Il tema che affrontate oggi ha un aspetto su cui richiamo la vostra attenzione, un aspetto particolarmente importante stante le circostanze generali in cui viviamo e anche la campagna elettorale per rinnovare, con il voto del 4 marzo, quello a cui la Repubblica Pontificia ha ridotto le istituzioni rappresentative della volontà popolare inscritte nella Costituzione del 1948.

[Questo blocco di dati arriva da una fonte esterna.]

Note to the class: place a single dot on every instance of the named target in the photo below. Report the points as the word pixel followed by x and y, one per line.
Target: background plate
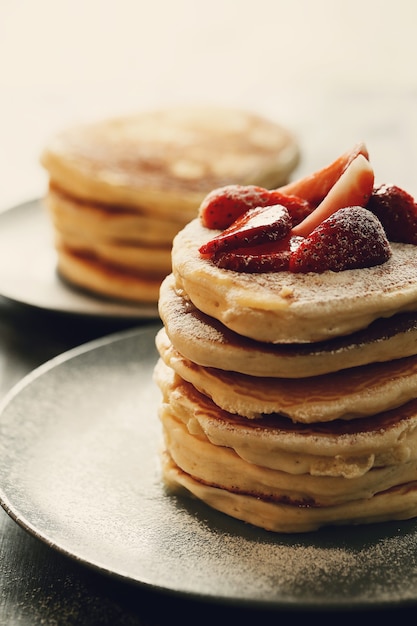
pixel 28 269
pixel 79 469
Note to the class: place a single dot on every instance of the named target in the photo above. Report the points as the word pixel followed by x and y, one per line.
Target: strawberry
pixel 257 225
pixel 350 238
pixel 354 187
pixel 266 257
pixel 397 211
pixel 222 206
pixel 314 187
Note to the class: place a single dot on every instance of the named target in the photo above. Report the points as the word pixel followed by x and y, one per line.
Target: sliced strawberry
pixel 353 188
pixel 316 186
pixel 350 238
pixel 267 257
pixel 257 225
pixel 397 211
pixel 222 206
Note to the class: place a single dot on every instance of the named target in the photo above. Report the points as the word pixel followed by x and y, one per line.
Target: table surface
pixel 334 73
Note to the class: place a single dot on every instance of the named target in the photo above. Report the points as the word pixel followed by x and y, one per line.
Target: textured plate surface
pixel 79 469
pixel 28 269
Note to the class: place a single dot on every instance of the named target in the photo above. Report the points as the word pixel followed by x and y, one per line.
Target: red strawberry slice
pixel 353 188
pixel 316 186
pixel 350 238
pixel 222 206
pixel 267 257
pixel 397 211
pixel 258 225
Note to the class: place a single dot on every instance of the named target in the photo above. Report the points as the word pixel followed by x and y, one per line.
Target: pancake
pixel 339 448
pixel 288 400
pixel 221 467
pixel 207 342
pixel 77 218
pixel 169 159
pixel 347 394
pixel 84 271
pixel 121 188
pixel 364 470
pixel 399 503
pixel 287 307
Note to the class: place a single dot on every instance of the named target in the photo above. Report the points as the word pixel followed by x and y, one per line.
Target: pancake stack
pixel 120 189
pixel 289 401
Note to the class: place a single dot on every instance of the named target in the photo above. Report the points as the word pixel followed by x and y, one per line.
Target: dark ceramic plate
pixel 79 469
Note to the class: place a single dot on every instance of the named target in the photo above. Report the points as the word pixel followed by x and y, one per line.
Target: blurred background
pixel 334 72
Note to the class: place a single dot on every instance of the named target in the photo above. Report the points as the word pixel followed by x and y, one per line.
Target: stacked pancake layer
pixel 282 406
pixel 120 189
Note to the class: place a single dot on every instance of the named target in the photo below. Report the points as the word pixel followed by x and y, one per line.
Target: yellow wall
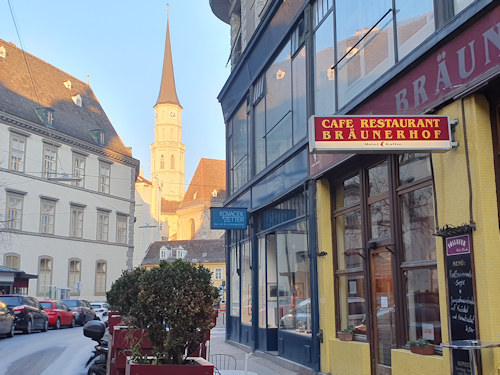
pixel 452 197
pixel 210 266
pixel 452 190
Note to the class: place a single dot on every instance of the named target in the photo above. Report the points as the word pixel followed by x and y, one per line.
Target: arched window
pixel 100 277
pixel 191 229
pixel 44 275
pixel 74 276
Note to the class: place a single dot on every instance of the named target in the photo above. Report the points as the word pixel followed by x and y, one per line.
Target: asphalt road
pixel 61 352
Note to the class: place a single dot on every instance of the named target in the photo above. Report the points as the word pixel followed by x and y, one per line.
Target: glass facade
pixel 371 234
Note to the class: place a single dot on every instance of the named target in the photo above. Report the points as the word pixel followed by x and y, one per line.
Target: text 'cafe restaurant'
pixel 407 218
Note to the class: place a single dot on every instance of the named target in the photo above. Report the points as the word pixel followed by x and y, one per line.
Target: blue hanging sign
pixel 228 218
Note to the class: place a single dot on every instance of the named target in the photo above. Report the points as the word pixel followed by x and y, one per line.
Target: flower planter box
pixel 197 366
pixel 120 346
pixel 343 336
pixel 423 350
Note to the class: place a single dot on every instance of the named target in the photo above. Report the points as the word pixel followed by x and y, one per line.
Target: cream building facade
pixel 66 181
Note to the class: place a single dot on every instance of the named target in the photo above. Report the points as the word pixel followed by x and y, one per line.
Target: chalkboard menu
pixel 461 298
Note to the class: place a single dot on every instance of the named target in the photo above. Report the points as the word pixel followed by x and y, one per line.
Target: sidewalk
pixel 259 363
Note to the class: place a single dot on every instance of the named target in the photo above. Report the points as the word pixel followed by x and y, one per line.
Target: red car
pixel 59 314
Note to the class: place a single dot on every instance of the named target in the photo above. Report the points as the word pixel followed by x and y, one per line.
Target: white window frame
pixel 76 222
pixel 79 162
pixel 44 274
pixel 49 161
pixel 12 260
pixel 218 273
pixel 47 216
pixel 104 177
pixel 74 275
pixel 14 211
pixel 17 155
pixel 121 228
pixel 102 226
pixel 101 268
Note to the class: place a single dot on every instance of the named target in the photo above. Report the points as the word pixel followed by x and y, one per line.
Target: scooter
pixel 95 329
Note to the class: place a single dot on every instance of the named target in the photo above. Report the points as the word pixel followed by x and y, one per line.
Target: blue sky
pixel 120 44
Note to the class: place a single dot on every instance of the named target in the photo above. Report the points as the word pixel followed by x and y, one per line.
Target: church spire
pixel 168 94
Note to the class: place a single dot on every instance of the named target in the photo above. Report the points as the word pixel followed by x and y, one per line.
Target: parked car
pixel 28 313
pixel 101 310
pixel 59 314
pixel 82 310
pixel 7 324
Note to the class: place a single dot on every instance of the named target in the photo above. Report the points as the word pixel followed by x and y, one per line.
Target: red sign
pixel 379 133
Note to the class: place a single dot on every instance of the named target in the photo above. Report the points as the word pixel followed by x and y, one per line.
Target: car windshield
pixel 11 300
pixel 46 305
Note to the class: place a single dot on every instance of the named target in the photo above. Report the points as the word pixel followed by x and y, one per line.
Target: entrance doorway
pixel 383 313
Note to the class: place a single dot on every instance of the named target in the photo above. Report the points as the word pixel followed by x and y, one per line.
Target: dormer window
pixel 77 99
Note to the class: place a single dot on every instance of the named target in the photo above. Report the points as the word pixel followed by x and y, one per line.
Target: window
pixel 102 225
pixel 192 230
pixel 100 277
pixel 12 261
pixel 17 152
pixel 104 177
pixel 121 228
pixel 180 253
pixel 238 149
pixel 217 273
pixel 367 243
pixel 234 297
pixel 246 284
pixel 49 161
pixel 44 275
pixel 76 224
pixel 74 276
pixel 14 215
pixel 164 252
pixel 47 216
pixel 415 22
pixel 79 169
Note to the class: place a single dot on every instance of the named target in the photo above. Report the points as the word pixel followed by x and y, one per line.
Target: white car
pixel 101 310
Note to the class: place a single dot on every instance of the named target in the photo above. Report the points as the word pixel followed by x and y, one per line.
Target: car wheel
pixel 45 325
pixel 12 329
pixel 29 327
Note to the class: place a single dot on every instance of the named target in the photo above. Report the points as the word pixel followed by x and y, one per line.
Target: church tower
pixel 167 151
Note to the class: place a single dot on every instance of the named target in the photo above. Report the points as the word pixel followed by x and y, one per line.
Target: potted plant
pixel 421 346
pixel 174 304
pixel 346 334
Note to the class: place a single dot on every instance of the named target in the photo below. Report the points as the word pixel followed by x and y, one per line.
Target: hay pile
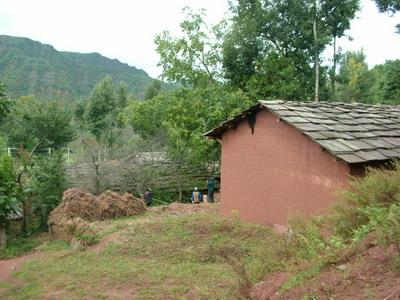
pixel 77 209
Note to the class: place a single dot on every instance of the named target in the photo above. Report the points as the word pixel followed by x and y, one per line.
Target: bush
pixel 365 204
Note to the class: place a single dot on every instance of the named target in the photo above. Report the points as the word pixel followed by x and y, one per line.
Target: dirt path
pixel 9 266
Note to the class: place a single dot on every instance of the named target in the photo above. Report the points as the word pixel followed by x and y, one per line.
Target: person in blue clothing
pixel 210 189
pixel 197 197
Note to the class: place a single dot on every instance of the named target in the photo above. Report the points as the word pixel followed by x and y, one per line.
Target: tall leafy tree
pixel 337 15
pixel 194 58
pixel 5 103
pixel 46 184
pixel 266 33
pixel 32 125
pixel 8 199
pixel 391 6
pixel 354 78
pixel 102 104
pixel 153 89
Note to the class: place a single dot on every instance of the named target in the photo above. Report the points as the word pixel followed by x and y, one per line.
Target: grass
pixel 17 246
pixel 153 257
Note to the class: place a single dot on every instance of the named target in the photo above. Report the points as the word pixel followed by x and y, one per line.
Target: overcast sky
pixel 125 29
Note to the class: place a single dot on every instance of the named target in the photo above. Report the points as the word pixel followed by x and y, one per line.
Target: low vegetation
pixel 154 256
pixel 179 252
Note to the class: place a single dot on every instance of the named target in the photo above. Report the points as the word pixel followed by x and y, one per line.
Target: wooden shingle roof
pixel 353 132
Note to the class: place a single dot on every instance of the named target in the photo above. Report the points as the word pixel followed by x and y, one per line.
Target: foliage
pixel 176 248
pixel 153 89
pixel 33 123
pixel 194 58
pixel 367 203
pixel 49 74
pixel 388 5
pixel 46 184
pixel 105 103
pixel 270 47
pixel 8 199
pixel 353 78
pixel 182 116
pixel 5 103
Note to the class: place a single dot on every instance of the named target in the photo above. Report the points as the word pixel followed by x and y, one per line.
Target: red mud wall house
pixel 275 169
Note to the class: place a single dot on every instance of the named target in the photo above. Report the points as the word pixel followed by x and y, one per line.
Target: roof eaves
pixel 217 132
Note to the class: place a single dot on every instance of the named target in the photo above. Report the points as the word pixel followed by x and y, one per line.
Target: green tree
pixel 266 33
pixel 182 116
pixel 153 89
pixel 104 108
pixel 391 6
pixel 8 199
pixel 46 184
pixel 5 103
pixel 354 78
pixel 102 104
pixel 194 59
pixel 32 125
pixel 337 15
pixel 391 86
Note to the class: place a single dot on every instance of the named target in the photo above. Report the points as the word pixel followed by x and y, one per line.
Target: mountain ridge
pixel 31 67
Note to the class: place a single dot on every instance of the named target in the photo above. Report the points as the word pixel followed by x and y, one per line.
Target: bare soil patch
pixel 9 266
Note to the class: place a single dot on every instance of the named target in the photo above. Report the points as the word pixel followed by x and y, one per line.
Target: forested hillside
pixel 30 67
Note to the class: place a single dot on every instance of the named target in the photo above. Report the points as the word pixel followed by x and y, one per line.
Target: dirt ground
pixel 9 266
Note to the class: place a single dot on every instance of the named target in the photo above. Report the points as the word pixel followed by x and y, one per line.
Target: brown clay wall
pixel 275 172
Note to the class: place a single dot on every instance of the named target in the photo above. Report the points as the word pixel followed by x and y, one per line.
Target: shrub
pixel 366 202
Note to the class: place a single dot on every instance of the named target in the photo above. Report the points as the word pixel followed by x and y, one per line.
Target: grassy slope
pixel 151 257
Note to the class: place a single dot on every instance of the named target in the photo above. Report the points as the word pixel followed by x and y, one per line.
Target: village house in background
pixel 280 157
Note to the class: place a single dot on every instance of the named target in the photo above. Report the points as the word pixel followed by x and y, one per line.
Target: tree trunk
pixel 25 213
pixel 333 78
pixel 316 55
pixel 3 240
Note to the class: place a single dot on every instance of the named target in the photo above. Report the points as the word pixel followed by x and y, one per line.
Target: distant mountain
pixel 30 67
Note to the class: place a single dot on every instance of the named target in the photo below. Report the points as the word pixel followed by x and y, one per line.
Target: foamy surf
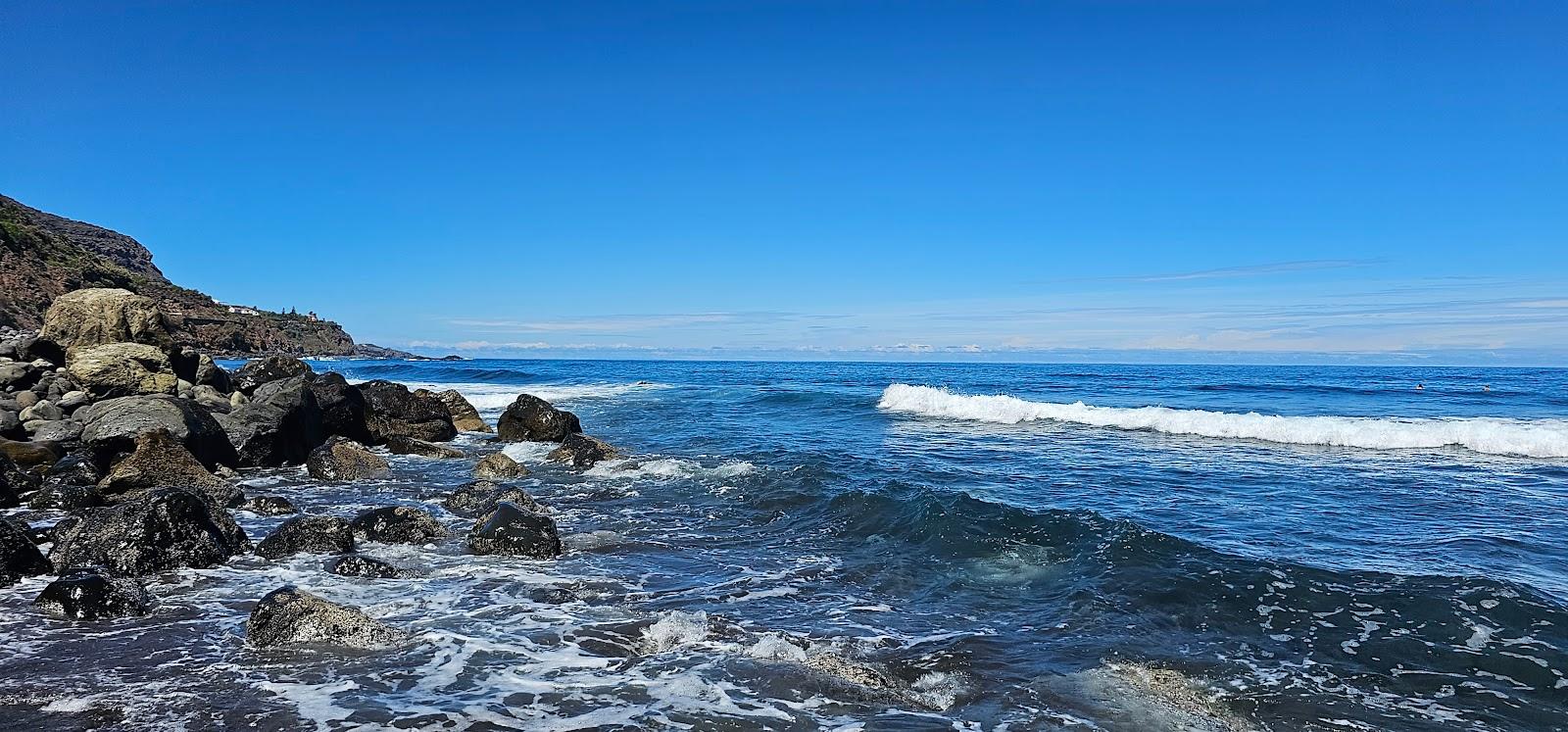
pixel 1482 434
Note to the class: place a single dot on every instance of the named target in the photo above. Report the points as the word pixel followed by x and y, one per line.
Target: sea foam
pixel 1482 434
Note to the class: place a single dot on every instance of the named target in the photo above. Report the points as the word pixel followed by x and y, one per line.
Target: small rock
pixel 499 465
pixel 344 460
pixel 361 566
pixel 269 505
pixel 582 450
pixel 410 446
pixel 399 525
pixel 308 533
pixel 290 616
pixel 514 530
pixel 93 595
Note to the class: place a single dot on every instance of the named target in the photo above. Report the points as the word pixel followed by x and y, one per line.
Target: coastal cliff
pixel 44 256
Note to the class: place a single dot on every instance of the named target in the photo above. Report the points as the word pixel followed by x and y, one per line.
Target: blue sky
pixel 827 179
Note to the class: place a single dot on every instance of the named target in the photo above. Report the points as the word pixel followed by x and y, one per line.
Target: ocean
pixel 1008 546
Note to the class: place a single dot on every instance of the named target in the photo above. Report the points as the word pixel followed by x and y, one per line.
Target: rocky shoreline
pixel 135 447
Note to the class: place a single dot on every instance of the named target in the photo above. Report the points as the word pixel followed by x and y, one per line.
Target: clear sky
pixel 1219 180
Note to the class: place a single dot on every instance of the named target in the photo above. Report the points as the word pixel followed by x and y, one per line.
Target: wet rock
pixel 463 415
pixel 93 595
pixel 308 533
pixel 499 465
pixel 392 411
pixel 55 431
pixel 290 616
pixel 104 316
pixel 344 460
pixel 582 450
pixel 31 455
pixel 342 408
pixel 399 525
pixel 156 532
pixel 361 566
pixel 270 505
pixel 114 425
pixel 162 462
pixel 20 557
pixel 122 370
pixel 530 418
pixel 482 496
pixel 410 446
pixel 514 530
pixel 266 370
pixel 279 426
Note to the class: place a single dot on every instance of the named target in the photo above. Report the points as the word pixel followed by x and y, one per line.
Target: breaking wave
pixel 1482 434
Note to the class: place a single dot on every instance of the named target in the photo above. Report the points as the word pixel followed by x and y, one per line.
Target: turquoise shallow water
pixel 1377 557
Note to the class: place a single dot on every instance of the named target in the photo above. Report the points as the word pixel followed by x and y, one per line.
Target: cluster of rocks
pixel 138 441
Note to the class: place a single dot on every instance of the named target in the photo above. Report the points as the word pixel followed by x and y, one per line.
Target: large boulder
pixel 399 525
pixel 392 411
pixel 266 370
pixel 399 444
pixel 290 616
pixel 308 533
pixel 156 532
pixel 93 595
pixel 122 370
pixel 106 316
pixel 463 415
pixel 162 462
pixel 482 496
pixel 530 418
pixel 342 407
pixel 279 426
pixel 344 460
pixel 499 465
pixel 114 425
pixel 20 557
pixel 514 530
pixel 582 450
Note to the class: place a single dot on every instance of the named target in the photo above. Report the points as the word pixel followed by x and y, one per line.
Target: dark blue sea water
pixel 1355 556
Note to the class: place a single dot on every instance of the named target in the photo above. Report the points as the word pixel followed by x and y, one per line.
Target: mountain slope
pixel 44 256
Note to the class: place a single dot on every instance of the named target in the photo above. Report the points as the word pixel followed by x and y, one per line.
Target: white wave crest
pixel 1482 434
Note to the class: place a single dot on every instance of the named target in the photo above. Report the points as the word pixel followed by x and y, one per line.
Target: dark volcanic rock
pixel 399 525
pixel 530 418
pixel 270 505
pixel 391 410
pixel 20 557
pixel 344 460
pixel 308 533
pixel 514 530
pixel 161 530
pixel 114 425
pixel 463 415
pixel 289 616
pixel 93 595
pixel 266 370
pixel 162 462
pixel 361 566
pixel 499 465
pixel 582 450
pixel 279 426
pixel 410 446
pixel 482 496
pixel 342 408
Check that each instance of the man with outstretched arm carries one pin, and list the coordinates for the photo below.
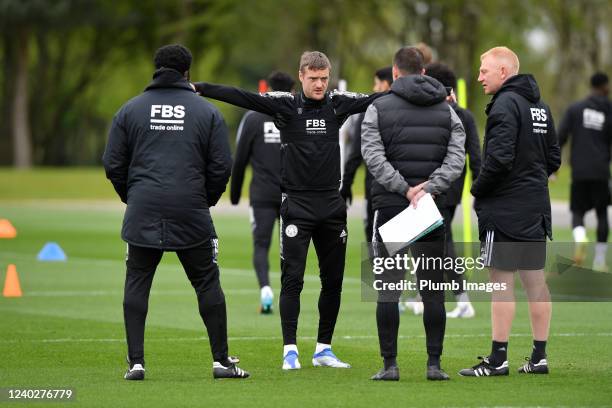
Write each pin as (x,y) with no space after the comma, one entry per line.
(312,207)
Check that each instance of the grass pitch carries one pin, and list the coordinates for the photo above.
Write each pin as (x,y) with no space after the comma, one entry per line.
(67,331)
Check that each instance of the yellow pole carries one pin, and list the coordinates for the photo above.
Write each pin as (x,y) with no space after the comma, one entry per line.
(466,197)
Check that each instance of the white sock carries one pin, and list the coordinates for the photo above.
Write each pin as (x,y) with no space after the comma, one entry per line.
(321,346)
(600,252)
(289,347)
(266,291)
(462,298)
(579,234)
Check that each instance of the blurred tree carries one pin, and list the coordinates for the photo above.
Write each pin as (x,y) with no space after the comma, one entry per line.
(68,65)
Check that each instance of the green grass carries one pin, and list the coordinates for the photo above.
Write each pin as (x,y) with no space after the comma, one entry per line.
(67,331)
(89,183)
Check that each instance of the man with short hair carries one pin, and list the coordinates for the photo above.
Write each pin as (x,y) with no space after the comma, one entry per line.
(589,122)
(258,143)
(513,205)
(383,78)
(311,208)
(169,160)
(446,76)
(413,144)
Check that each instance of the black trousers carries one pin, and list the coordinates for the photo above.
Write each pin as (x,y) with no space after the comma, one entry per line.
(451,276)
(368,221)
(320,217)
(262,225)
(434,314)
(201,268)
(587,194)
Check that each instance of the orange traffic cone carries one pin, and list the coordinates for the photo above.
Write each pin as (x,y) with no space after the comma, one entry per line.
(12,288)
(6,229)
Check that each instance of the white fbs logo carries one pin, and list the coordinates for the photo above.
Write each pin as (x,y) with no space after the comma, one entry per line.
(539,116)
(315,126)
(162,115)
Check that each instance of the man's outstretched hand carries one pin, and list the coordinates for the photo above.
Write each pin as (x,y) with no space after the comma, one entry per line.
(415,193)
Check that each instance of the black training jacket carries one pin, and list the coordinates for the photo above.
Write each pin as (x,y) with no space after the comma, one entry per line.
(257,143)
(472,149)
(589,122)
(168,158)
(310,150)
(520,152)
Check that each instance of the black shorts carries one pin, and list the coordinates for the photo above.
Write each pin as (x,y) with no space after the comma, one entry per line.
(588,194)
(502,252)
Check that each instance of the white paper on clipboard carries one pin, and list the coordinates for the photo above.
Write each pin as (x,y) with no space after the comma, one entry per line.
(411,224)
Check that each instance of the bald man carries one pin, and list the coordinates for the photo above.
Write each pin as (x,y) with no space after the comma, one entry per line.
(513,205)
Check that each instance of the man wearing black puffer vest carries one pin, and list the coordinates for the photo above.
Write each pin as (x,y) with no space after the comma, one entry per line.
(413,144)
(513,205)
(169,160)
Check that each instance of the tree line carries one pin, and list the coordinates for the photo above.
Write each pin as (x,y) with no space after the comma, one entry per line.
(68,65)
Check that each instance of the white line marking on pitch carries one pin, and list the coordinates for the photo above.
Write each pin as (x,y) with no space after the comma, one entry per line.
(258,338)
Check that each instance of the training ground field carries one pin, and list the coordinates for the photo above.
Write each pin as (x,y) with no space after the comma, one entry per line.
(67,331)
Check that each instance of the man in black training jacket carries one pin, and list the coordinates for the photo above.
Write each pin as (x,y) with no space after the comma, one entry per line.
(169,160)
(258,143)
(513,205)
(312,207)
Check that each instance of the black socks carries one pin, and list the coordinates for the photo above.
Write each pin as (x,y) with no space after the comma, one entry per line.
(499,353)
(390,362)
(539,351)
(433,360)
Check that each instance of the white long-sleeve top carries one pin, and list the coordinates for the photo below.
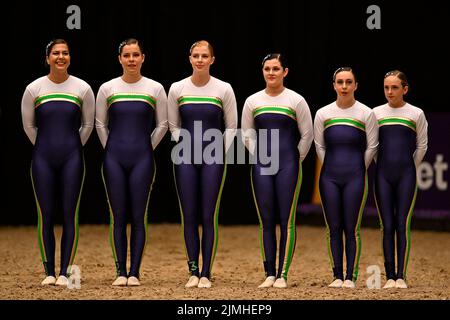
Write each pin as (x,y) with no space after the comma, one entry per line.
(358,114)
(216,89)
(410,116)
(144,86)
(288,103)
(73,89)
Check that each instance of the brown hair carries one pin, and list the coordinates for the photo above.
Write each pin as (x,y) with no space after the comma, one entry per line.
(202,43)
(128,42)
(278,56)
(338,70)
(52,43)
(399,74)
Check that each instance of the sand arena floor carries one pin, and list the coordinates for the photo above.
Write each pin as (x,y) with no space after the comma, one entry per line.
(237,268)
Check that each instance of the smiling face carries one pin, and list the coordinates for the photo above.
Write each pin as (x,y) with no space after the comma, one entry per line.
(201,59)
(131,59)
(394,91)
(345,84)
(58,58)
(274,73)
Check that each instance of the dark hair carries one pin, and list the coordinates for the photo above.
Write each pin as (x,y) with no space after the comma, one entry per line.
(50,45)
(278,56)
(349,69)
(399,74)
(128,42)
(202,43)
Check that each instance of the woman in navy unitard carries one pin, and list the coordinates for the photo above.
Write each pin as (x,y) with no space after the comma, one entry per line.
(346,138)
(403,144)
(200,106)
(58,117)
(131,119)
(277,109)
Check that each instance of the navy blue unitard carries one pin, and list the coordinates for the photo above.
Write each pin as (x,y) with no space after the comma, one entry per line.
(346,141)
(126,117)
(199,183)
(276,192)
(402,146)
(52,116)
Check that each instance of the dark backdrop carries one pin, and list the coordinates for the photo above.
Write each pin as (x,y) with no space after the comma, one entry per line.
(316,36)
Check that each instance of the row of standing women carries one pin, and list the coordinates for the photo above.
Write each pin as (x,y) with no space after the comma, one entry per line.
(131,113)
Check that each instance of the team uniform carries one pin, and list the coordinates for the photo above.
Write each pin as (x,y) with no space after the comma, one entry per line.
(403,144)
(131,119)
(199,183)
(58,119)
(346,141)
(277,194)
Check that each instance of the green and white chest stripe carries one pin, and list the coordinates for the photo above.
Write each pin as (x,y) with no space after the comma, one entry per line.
(121,97)
(58,97)
(389,121)
(277,109)
(345,122)
(184,100)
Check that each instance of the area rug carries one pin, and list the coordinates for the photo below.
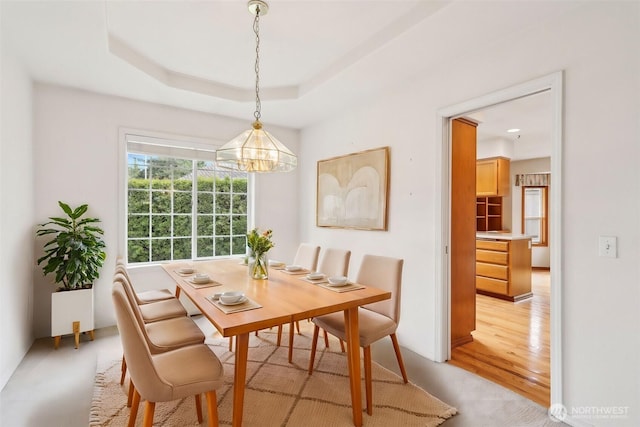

Giusto pochi giorni fa in un articolo pubblicato il 20 gennaio sul giornale on line La Città Futura che fa capo a un gruppo di membri del PRC e firmato da Sergio Cimino era scritto che nel progetto dei promotori della lista elettorale Potere al Popolo è insita una “combinazione di fattori che possono non solo condurre alla riacquisizione di spazi di rappresentanza politica da parte delle classi popolari (elezioni come mezzo e non come fine), ma anche e soprattutto a riannodare i fili di una storia interrotta con la fine degli anni ’70 del secolo scorso, in cui il corpo a corpo ingaggiato con le classi dominanti, produsse uno scintillio che non divampò nell’incendio rivoluzionario, solo perché vinto da una delle più brutali repressioni avvenute in uno Stato di diritto”.

La tesi enunciata da Sergio Cimino, che la lotta armata degli anni ’70 non raggiunse il suo obiettivo a causa della feroce repressione fatta dalla borghesia, a prima vista sembra molto “rivoluzionaria”. In effetti, in contrasto con il legalitarismo e la fiducia nella Repubblica Pontificia correnti, Cimino denuncia che le autorità della Repubblica Pontificia non hanno remore a violare le loro stesse leggi e i principi e valori (i “diritti umani”) che proclamano.  È del tutto vero che per difendere i loro interessi dall’attacco del movimento comunista e delle masse popolari, negli anni ’70 contro le Brigate Rosse hanno fatto ricorso ad azioni criminali (dalla strage di via Fracchia a Genova alla tortura di De Lenardo e altri compagni) e alla delazione (es. Guido Rossa) promossa dai revisionisti moderni diretti da Enrico Berlinguer, Giorgio Napolitano e simili.

Ma, se ci riflettiamo, la tesi enunciata da Cimino è smentita dall’esperienza storica dell’intera umanità: se la ferocia e la mancanza di scrupoli delle classi dominanti bastassero a sconfiggere un movimento rivoluzionario, non vi sarebbero state tutte le rivoluzioni vittoriose che ci sono state e grazie alle quali l’umanità è progredita.

Ed è una tesi disfattista, perché soffoca la fiducia nella vittoria della rivoluzione socialista di cui oggi l’umanità ha bisogno, la fiducia nella possibilità di vincere senza la quale le forze rivoluzionarie non si sviluppano. La possibilità di progresso in ultima analisi dipenderebbe dalla buona volontà della borghesia.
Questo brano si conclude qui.